Some people rather grumpy about these kinds of references and thinks that the series has lost its element of surprise. Personally, I think the surprise is that the series is confident enough to make these kinds of touchstone allusions ‘in passing’ (as opposed to kronkburgers) and unlike the Gallifrey flashback from The Sound of Drums or the Macra making them an event. Presumably the production team feel that the series has been back in circulation long enough for even latent viewers to have caught up with some of what they’ve forgotten, that Jon didn’t just battle Welsh maggots week in and out and will know who the Brigadier is.

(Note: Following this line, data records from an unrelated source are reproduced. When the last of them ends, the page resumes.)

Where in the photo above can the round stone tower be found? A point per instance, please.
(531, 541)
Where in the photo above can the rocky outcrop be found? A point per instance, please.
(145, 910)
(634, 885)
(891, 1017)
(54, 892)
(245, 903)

As a sidebar, isn’t it odd that the BBC charter, which stopped the new series having direct continuity with the spin-off fiction since it can’t force viewers to buy one thing to understand what’s happening in another, does allow the reintroduction of elements which in general can only be enjoyed these days through the purchasing of dvds? Why is it right that we can have Sontarans on screen in the same month as the Bred for War boxset, but the production team wouldn’t be allowed to bring back a certain archaeologist played by Lisa Bowerman?
The Crooked World
I’ve read some quite detailed debunking of the Doctor’s solution to ridding the world of the gas, noting how unlikely it is that the Earth doesn’t show some physical ill effects given the intensity of the heat, largely forgetting that this Doctor bloody Who not a Kim Stanley Robinson Mars novel and that scientific accuracy has always taken a back seat to exciting imagery (depending upon the budget). Like all fantasy realms, the natural laws clearly work differently in the Whoniverse where, lets not forget, people can time travel in machines whose interior real estate makes the barns masquerading as houses on Grand Design look like a lean-to on a terraced council dwelling. Are we suddenly at the stage were the bad science that brought to a conclusion to many a story in the past should be seen as faux-pas enough for a whole story to be dismissed out of hand despite everything else which is going on? If so, then we’re just fulfilling the stereotype of us the not-we had in the past before they became the we too.
Fallen Gods
Hello again Rose and wasn’t that interesting? The former companion seems to have found some way of communicating across the void, but can’t quite manage to become corporeal enough to make herself heard. My immediate thought about the shenanigans at the end of the episode was that she can at least give the Tardis a nudge (the movement wasn’t unlike the dimensional break from Rise of the Cybermen) but the appendage in a bottle will probably be the more likely source.